An annual report released by the United States government on Monday flagged “significant human rights issues” in India, including extra-judicial killings, torture and arbitrary arrests.
The report was released nearly a year after United States Secretary of State Antony Blinken expressed concern about the “rise in human rights abuses” in India, in a rare criticism of New Delhi’s human rights record by a senior Washington official.
The report on human rights practices was published by the Bureau of Democracy, Human Rights and Labor of the United States’ Department of State.
“A lack of accountability for official misconduct persisted at all levels of government, contributing to widespread impunity,” it said. “Lax enforcement, a shortage of trained police officers, and an overburdened and underresourced court system contributed to a low number of convictions.”
In a section about unlawful or politically-motivated killings, the report took note of the death of a Dalit man named Vadivel Vignesh in police custody in April.
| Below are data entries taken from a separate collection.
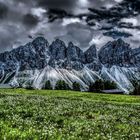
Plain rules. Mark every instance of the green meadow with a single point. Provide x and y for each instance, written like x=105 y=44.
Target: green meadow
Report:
x=68 y=115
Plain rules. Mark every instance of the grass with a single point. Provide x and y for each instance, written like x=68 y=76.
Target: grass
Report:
x=68 y=115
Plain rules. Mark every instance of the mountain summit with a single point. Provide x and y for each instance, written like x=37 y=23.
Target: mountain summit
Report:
x=37 y=62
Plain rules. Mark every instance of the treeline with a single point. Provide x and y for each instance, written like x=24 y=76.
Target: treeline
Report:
x=136 y=90
x=97 y=86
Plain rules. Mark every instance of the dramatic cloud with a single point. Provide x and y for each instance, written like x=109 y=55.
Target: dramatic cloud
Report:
x=81 y=21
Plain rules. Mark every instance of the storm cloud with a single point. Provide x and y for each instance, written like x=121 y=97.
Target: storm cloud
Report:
x=69 y=20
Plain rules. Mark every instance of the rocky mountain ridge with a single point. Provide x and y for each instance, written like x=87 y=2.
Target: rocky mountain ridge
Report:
x=70 y=63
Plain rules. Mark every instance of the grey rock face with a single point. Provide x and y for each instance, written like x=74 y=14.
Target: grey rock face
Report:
x=117 y=53
x=91 y=54
x=38 y=54
x=58 y=50
x=74 y=53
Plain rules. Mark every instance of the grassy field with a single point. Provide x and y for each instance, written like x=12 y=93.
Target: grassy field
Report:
x=67 y=115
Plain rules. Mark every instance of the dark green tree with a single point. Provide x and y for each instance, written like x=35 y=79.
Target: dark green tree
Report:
x=62 y=85
x=136 y=90
x=48 y=85
x=109 y=85
x=76 y=86
x=29 y=85
x=98 y=86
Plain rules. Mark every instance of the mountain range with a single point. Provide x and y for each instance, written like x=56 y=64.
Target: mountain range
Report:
x=38 y=61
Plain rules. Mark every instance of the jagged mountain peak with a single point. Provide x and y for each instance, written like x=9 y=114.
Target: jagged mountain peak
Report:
x=39 y=41
x=117 y=53
x=69 y=62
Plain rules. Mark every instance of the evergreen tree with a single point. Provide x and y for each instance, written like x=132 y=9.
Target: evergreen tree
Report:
x=109 y=85
x=136 y=90
x=76 y=86
x=61 y=85
x=48 y=85
x=98 y=86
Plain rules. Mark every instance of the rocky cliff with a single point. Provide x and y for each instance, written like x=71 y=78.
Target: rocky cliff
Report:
x=38 y=61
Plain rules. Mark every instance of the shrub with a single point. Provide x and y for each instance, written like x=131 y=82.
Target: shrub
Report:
x=48 y=85
x=136 y=90
x=76 y=86
x=61 y=85
x=109 y=85
x=98 y=86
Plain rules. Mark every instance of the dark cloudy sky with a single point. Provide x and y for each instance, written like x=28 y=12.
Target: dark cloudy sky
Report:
x=20 y=19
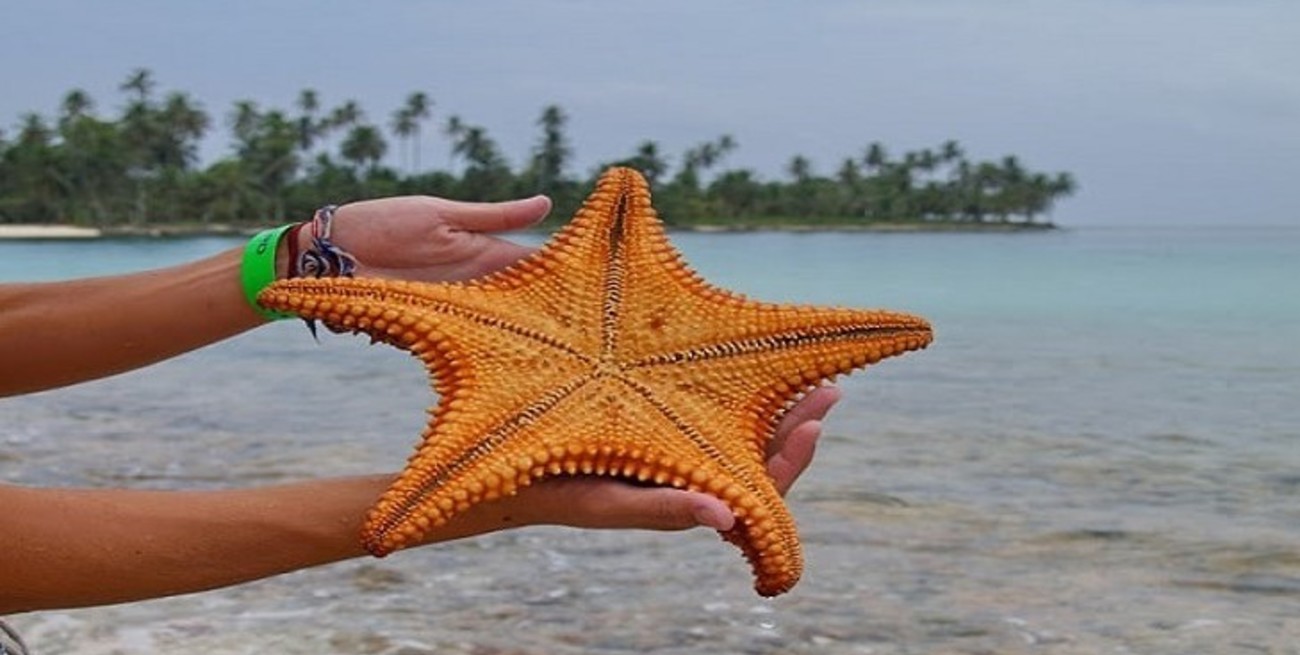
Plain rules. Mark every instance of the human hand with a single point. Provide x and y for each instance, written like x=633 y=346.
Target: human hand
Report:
x=596 y=502
x=429 y=238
Vignesh was arrested for allegedly possessing marijuana but was said to have been beaten severely in police custody.
The report took note of allegations that three police officials pressured his brother to withdraw the complaint he filed against them, in exchange for the authorities withdrawing charges filed against Vignesh.
The United States government report also took note of an alleged staged gunfight in which four men accused of gangrape and murder of a veterinarian in Hyderabad in 2019 were killed. In May, a Supreme Court-appointed committee said that the police deliberately fired on the four men with the intent to cause their death.
The United States said there were “credible reports” that government officials took recourse to torture and abuses. “The law does not permit authorities to admit coerced confessions into evidence, but some non-governmental organisations reported authorities used torture to coerce confessions,” it said.
Arrests of activists
The report highlighted the arrest of former Jawaharlal Nehru University student leader Umar Khalid under the Unlawful Activities (Prevention) Act for a speech he delivered during protests against the Citizenship Amendment Act.
It also noted the death of Jesuit priest Stan Swamy, who faced accusations in the Bhima Koregaon case.
“Multiple courts denied bail to the majority of the 16 activists incarcerated on conspiracy charges related to the [Bhima Koregaon protests] that resulted in several deaths,” the report said. “The accused claimed the charges were politically motivated.”
The United States government report stated that civil society organisations have expressed concern that the central government sometimes used UAPA to detain human rights activists and journalists.
Citing human rights activists, it added that the government was targeting vocal critics from the Muslim community and using bulldozers to destroy their homes and livelihoods.